1.7 Memory Space Description

The memory space description defines properties of the different areas of the address space. So, a bank element is mainly a memory area described by its base address and its size.

OTAWA allows to represent addresses over different address spaces. An address is made of two components:

page –identification of the address space on 32-bits,
offset – identification of a byte in an address space on 32-bits.

One must observe that the address space (-1) or 0xffffffff is used to represent the null address, that is, the abstract value representing no address.

<!-- ADDRESS ::= -->
	INT
	| (<page>INT</page>?</page> <offset>INT</offset>)

If the page element is not given, the default address space (e.g. page) is 0.

1.7.1 Memory Element

<!-- MEMORY ::= -->
	<memory>
		<banks>
			BANK*
		</banks>
	</memory>

A memory is just a collection of memory areas that are called banks.

1.7.2 Bank Element

<!-- BANK ::= -->
	<bank>
		<name>TEXT</name>
	  	<address>ADDRESS</address>
	  	<size>INT</size>
	  	<type>DRAM|SPM|ROM|IO</type>
	  	<latency>INT</latency>?
	  	<write_latency>INT</write_latency>?
		<cached>BOOL</cached>		<!-- default: false -->
	  	<writable>BOOL</writable>	<!-- default: true -->
	</bank>

name assign a name to a memory area and exists only for human user interaction.

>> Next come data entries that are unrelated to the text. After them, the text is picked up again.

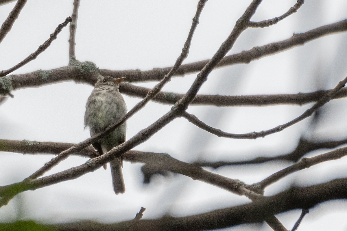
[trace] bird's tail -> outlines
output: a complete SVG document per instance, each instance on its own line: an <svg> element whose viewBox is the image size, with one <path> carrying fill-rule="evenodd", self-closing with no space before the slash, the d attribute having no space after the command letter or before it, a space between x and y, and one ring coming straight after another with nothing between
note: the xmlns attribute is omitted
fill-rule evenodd
<svg viewBox="0 0 347 231"><path fill-rule="evenodd" d="M125 186L124 185L124 180L123 179L123 174L122 173L122 161L120 158L116 158L110 162L112 174L113 190L117 194L124 193L125 192Z"/></svg>

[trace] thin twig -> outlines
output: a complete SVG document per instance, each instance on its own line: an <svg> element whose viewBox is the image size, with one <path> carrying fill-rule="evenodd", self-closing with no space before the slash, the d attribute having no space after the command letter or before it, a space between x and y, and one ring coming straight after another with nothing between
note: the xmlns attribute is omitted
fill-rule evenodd
<svg viewBox="0 0 347 231"><path fill-rule="evenodd" d="M333 149L347 143L347 139L339 140L332 140L323 142L311 141L302 138L293 151L289 153L274 157L259 157L249 160L237 161L219 161L214 162L200 161L193 163L202 167L212 167L217 168L228 165L239 165L259 164L274 160L289 160L294 162L298 161L305 154L315 150L321 149ZM259 156L259 155L254 155Z"/></svg>
<svg viewBox="0 0 347 231"><path fill-rule="evenodd" d="M286 50L291 48L300 45L304 44L306 42L310 42L312 40L321 37L322 36L331 34L334 33L341 32L347 30L347 20L345 19L342 21L335 23L325 25L311 30L299 34L295 34L291 37L282 41L273 43L261 46L253 47L250 50L243 51L239 53L236 54L228 56L226 56L222 59L218 64L218 67L226 66L234 64L240 63L248 63L251 61L256 60L259 59L266 57L267 56L273 54L279 53ZM183 64L178 68L175 73L174 76L182 76L187 74L195 73L200 71L204 66L207 63L208 60L203 60L198 62L191 63L187 64ZM87 62L85 62L86 63ZM90 63L91 62L88 62ZM184 68L183 67L184 67ZM102 69L100 70L101 74L104 75L110 75L115 78L119 78L122 77L126 77L127 81L129 82L146 82L148 81L161 80L163 77L168 73L172 67L164 68L155 68L152 70L146 71L142 71L141 70L126 70L122 71L115 71ZM4 92L9 92L9 90L14 90L18 89L27 88L28 87L39 87L45 86L47 84L52 84L62 81L68 81L74 80L76 82L84 83L91 85L94 85L97 80L95 77L95 74L86 74L85 72L83 72L83 70L79 69L78 67L76 65L66 66L59 67L58 68L49 70L38 70L35 71L25 74L12 74L8 75L6 77L10 79L10 83L11 85L10 86L10 89L6 86L3 86L0 83L0 90L3 89L7 90ZM95 66L95 72L96 73L98 71L98 69ZM92 74L91 72L91 73ZM44 78L42 76L44 76ZM83 76L83 78L82 78ZM6 77L2 77L2 78ZM0 80L2 80L1 77L0 77ZM1 81L0 81L0 83ZM125 87L122 87L123 85ZM132 93L133 88L130 88L129 90L127 90L127 88L128 87L126 85L126 83L123 82L120 86L120 90L122 93L126 93L131 96L135 97L144 98L146 95L148 90L145 92L144 90L141 90L141 93L138 94L135 93ZM136 89L133 88L136 90ZM145 89L145 90L146 90ZM128 92L129 92L128 93ZM341 93L341 97L343 97L347 94L347 91L344 88L343 93ZM324 92L325 94L325 92ZM321 96L321 93L317 93L317 96ZM0 94L1 94L1 91L0 90ZM300 104L300 95L299 93L297 99L297 103ZM337 95L339 95L339 93ZM259 96L260 97L261 96ZM172 100L175 102L178 100L179 99L177 99L175 95L168 95L167 97L170 98L172 97L174 99L172 100L168 100L170 102ZM294 97L293 96L293 97ZM314 95L309 97L314 97ZM294 97L295 98L295 97ZM164 97L164 98L165 97ZM237 98L236 100L238 100ZM251 100L251 99L249 99ZM242 99L240 99L242 100ZM272 99L272 100L274 100ZM245 100L248 100L246 99ZM256 104L259 104L260 106L263 103L266 105L265 103L258 102L257 100L255 100L254 102ZM259 99L259 100L260 100ZM293 100L296 100L294 99ZM285 100L284 102L279 100L279 104L291 104L291 100L288 100L288 103ZM315 101L315 100L313 100ZM276 100L275 100L276 101ZM249 104L252 103L252 100ZM305 103L304 100L302 103ZM211 104L214 104L211 102ZM245 102L242 103L248 104ZM296 103L293 103L296 104ZM225 106L228 106L228 103L225 103ZM232 100L230 103L231 106L235 105L237 105L237 103L234 103ZM246 104L248 105L248 104ZM216 104L217 106L219 106ZM221 106L224 106L222 104Z"/></svg>
<svg viewBox="0 0 347 231"><path fill-rule="evenodd" d="M347 155L347 148L342 148L311 158L304 158L297 163L273 174L259 183L262 188L278 181L285 176L300 170L325 161L337 160Z"/></svg>
<svg viewBox="0 0 347 231"><path fill-rule="evenodd" d="M191 42L193 38L193 34L198 24L198 18L203 8L205 3L207 0L200 0L198 3L196 9L196 13L195 16L193 18L193 22L189 31L187 41L184 44L181 55L177 58L176 63L169 73L164 77L164 78L153 89L148 92L147 95L145 98L138 103L122 118L118 120L116 123L109 126L104 131L97 134L90 138L84 141L80 142L76 145L74 145L68 149L61 152L57 157L53 158L45 164L40 169L32 174L29 178L36 178L42 176L45 172L49 171L53 167L58 164L60 162L67 157L68 155L72 152L76 151L84 148L90 145L92 142L97 140L102 136L105 135L113 131L116 128L119 126L127 119L130 118L137 112L144 107L147 103L152 98L155 97L158 92L160 91L165 84L170 81L171 77L173 75L177 69L182 64L182 62L187 57L189 52Z"/></svg>
<svg viewBox="0 0 347 231"><path fill-rule="evenodd" d="M303 219L304 218L304 217L310 211L307 208L303 209L302 211L301 211L301 214L300 215L300 216L299 217L299 219L298 219L297 222L295 222L295 224L294 225L294 226L291 229L291 231L295 231L295 230L297 229L298 227L299 227L300 223L301 223L301 221L302 221Z"/></svg>
<svg viewBox="0 0 347 231"><path fill-rule="evenodd" d="M260 132L253 132L243 134L229 133L222 131L220 129L217 129L209 126L199 119L195 116L190 114L186 112L183 112L181 116L186 118L189 122L219 137L225 137L235 139L255 139L260 137L264 137L269 135L280 132L311 116L316 110L330 100L334 95L345 86L346 82L347 82L347 77L339 82L335 88L327 94L322 97L313 106L306 110L305 112L299 116L285 124L279 125L273 128L265 131Z"/></svg>
<svg viewBox="0 0 347 231"><path fill-rule="evenodd" d="M144 98L150 90L140 86L125 82L119 86L122 93L131 97ZM302 105L315 102L331 89L319 90L307 93L273 95L226 96L220 95L197 95L189 105L211 105L218 107L262 107L277 105ZM174 104L184 94L160 91L152 100L161 104ZM347 97L347 87L342 88L333 99Z"/></svg>
<svg viewBox="0 0 347 231"><path fill-rule="evenodd" d="M26 3L27 1L27 0L18 0L15 7L10 12L7 18L1 25L1 27L0 27L0 43L2 42L9 32L11 30L12 26L15 23L16 19L18 18L19 13Z"/></svg>
<svg viewBox="0 0 347 231"><path fill-rule="evenodd" d="M95 227L104 231L225 229L242 224L261 223L269 214L311 208L332 200L341 199L345 201L346 198L347 178L345 178L306 187L292 187L263 200L186 216L166 215L156 219L136 221L132 219L113 224L93 223L92 225L90 221L78 222L52 225L50 228L74 231L92 231Z"/></svg>
<svg viewBox="0 0 347 231"><path fill-rule="evenodd" d="M250 27L265 27L276 24L296 12L304 4L304 0L298 0L294 6L290 7L287 12L279 17L260 22L249 22L248 26Z"/></svg>
<svg viewBox="0 0 347 231"><path fill-rule="evenodd" d="M114 159L115 158L120 157L125 152L149 139L153 134L157 132L159 130L161 129L178 116L179 113L182 111L183 109L187 107L188 105L191 102L196 95L198 89L206 81L208 74L218 64L223 57L225 55L229 50L231 48L236 39L240 34L241 32L246 28L246 25L248 22L249 21L249 19L254 14L257 7L261 1L261 0L253 0L252 1L249 6L247 8L245 13L238 20L230 35L225 42L222 44L212 58L206 64L206 66L198 74L195 81L185 96L176 103L168 112L159 118L156 121L146 128L140 131L127 141L114 148L109 152L101 156L92 159L85 164L75 167L73 169L70 169L62 171L58 174L56 174L56 175L54 175L55 177L53 176L54 175L53 174L52 175L42 177L39 179L35 179L51 169L60 161L67 158L68 155L70 153L72 152L73 151L77 151L81 150L79 149L82 149L85 148L92 142L96 140L102 135L105 134L107 134L107 132L109 132L113 129L114 129L116 126L119 126L120 123L124 120L124 119L121 119L113 125L109 126L103 132L93 136L90 138L87 139L76 145L74 145L69 149L62 152L57 157L46 163L43 167L22 182L13 184L8 186L8 187L6 188L8 189L7 192L12 190L12 188L14 187L16 189L19 188L20 190L27 190L27 189L28 188L35 189L36 187L43 187L43 186L44 185L47 186L51 184L56 184L59 182L65 181L67 179L75 178L83 175L87 172L92 171L97 169L100 166ZM204 1L202 1L202 3L204 2ZM202 1L200 1L198 4L197 14L198 13L200 14L199 12L200 6L200 8L202 9L202 7L201 6L201 4ZM197 20L193 18L192 27L195 24L197 25ZM190 33L189 34L191 34ZM185 44L185 47L186 45L186 44ZM184 58L184 56L182 54L184 54L184 52L185 50L186 51L186 50L183 49L183 50L182 53L181 54L180 56L183 58ZM180 57L179 57L177 59L177 60L179 61L179 60L180 59ZM176 63L177 63L177 61L176 61ZM177 66L177 65L174 65L174 66L175 67ZM178 68L178 66L177 67ZM163 79L163 80L164 79L167 78L166 77L164 77L164 79ZM160 82L157 85L157 86L160 84ZM159 89L159 90L160 90L160 89ZM149 94L150 94L150 93L149 92ZM153 97L155 96L155 95L152 95ZM204 179L203 180L205 180ZM216 180L216 179L214 179L214 180ZM237 184L239 184L239 181L237 180L236 182L237 182ZM35 182L36 184L35 183ZM44 183L44 182L45 183ZM35 186L34 186L33 185ZM20 187L19 187L19 186ZM234 186L232 185L232 186ZM234 187L232 187L232 188L231 192L234 192L235 193L238 193L239 192L238 190L239 190L239 188L235 188ZM9 189L8 189L9 188ZM15 193L18 193L18 192L19 191L20 191L19 189L17 189L16 190L15 190L14 192Z"/></svg>
<svg viewBox="0 0 347 231"><path fill-rule="evenodd" d="M273 231L288 231L274 215L267 217L264 220Z"/></svg>
<svg viewBox="0 0 347 231"><path fill-rule="evenodd" d="M67 25L67 24L71 22L72 20L72 18L71 17L68 17L67 18L65 21L62 23L59 24L57 28L56 28L54 32L50 35L49 38L45 41L42 45L40 46L35 52L29 55L29 56L24 59L23 61L12 67L7 70L0 71L0 77L5 76L23 66L30 61L36 59L36 57L39 55L44 51L49 46L53 40L57 38L57 36L61 31L61 30L63 28L66 26Z"/></svg>
<svg viewBox="0 0 347 231"><path fill-rule="evenodd" d="M13 140L0 139L0 151L23 153L31 155L49 154L57 155L71 148L75 144L46 141L37 141L24 140ZM77 156L94 158L99 155L89 146L78 152L71 153Z"/></svg>
<svg viewBox="0 0 347 231"><path fill-rule="evenodd" d="M76 179L86 172L92 172L100 168L103 165L100 163L107 158L112 159L114 158L114 156L112 156L109 152L100 157L90 159L79 166L57 173L38 179L28 178L21 182L0 186L0 197L11 198L21 192L35 190L69 179ZM166 169L184 175L194 180L207 183L237 195L246 196L252 200L263 197L260 195L262 191L259 190L257 186L247 185L239 180L212 172L200 166L179 161L167 154L131 150L127 152L124 158L125 160L132 163L151 165L153 168Z"/></svg>
<svg viewBox="0 0 347 231"><path fill-rule="evenodd" d="M269 43L264 46L255 47L250 50L242 51L224 57L216 68L222 68L237 63L249 63L261 58L268 56L283 51L303 45L307 42L321 37L322 36L347 30L347 19L322 26L306 32L294 34L289 38L280 42ZM184 64L177 70L175 74L182 77L185 75L200 71L210 60L206 60ZM131 82L143 82L159 80L168 72L171 67L154 68L152 70L141 71L138 69L115 71L100 69L103 75L115 78L126 77L127 81Z"/></svg>
<svg viewBox="0 0 347 231"><path fill-rule="evenodd" d="M145 208L141 207L141 208L140 209L140 211L136 214L136 215L135 216L135 218L134 219L134 220L138 221L142 218L142 216L143 216L143 212L146 209Z"/></svg>
<svg viewBox="0 0 347 231"><path fill-rule="evenodd" d="M74 0L74 9L72 11L72 21L70 24L70 38L69 39L69 60L76 59L75 47L76 45L76 29L77 27L77 19L78 17L79 0Z"/></svg>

address defines the base address of the memory area.

size defines the memory area size in bytes. As the representation of this value is on 32-bits and as the 0 value does not mean anything for size, 0 size represents a full coverage of the address space, that is, a memory of size 2^32.

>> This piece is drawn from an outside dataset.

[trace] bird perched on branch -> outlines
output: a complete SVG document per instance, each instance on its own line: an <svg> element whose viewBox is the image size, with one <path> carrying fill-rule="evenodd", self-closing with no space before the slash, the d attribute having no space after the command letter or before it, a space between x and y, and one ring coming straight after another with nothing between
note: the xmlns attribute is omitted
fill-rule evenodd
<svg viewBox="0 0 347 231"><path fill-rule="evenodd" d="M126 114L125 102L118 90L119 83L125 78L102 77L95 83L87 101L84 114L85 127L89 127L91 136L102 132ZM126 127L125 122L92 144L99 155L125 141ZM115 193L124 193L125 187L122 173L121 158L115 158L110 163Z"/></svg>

The type gives hints on the nature of the memory. Possible values may be:

DRAM – usual dynamic RAM,
SPM – on-chip static RAM (usually accessed in 1 cycle),
ROM – read-only memory (EEPROM or anything else) but also NAND flash memory with random access,
IO – represents input/output register of peripherals (access time is usually high).

The latency defines the number of cycle to access the memory space to read a data item. If there is no write_latency, this defines also the time in cycle to write a data item.

The write_latency element provides the write time in cycles.

cached allows to know if the memory area is accessed through the cache or directly. IO memory areas are often not cached.

With the writable element, one can know if a memory area is writable or not: ROM are often considered as not writable using the classic load / store instruction of a microprocessor. For example, flash memories are readable word by word but are written block by block through dedicated IO registers.

1 Notice that the pipelined is not required

2 This name is relatively old and misleading.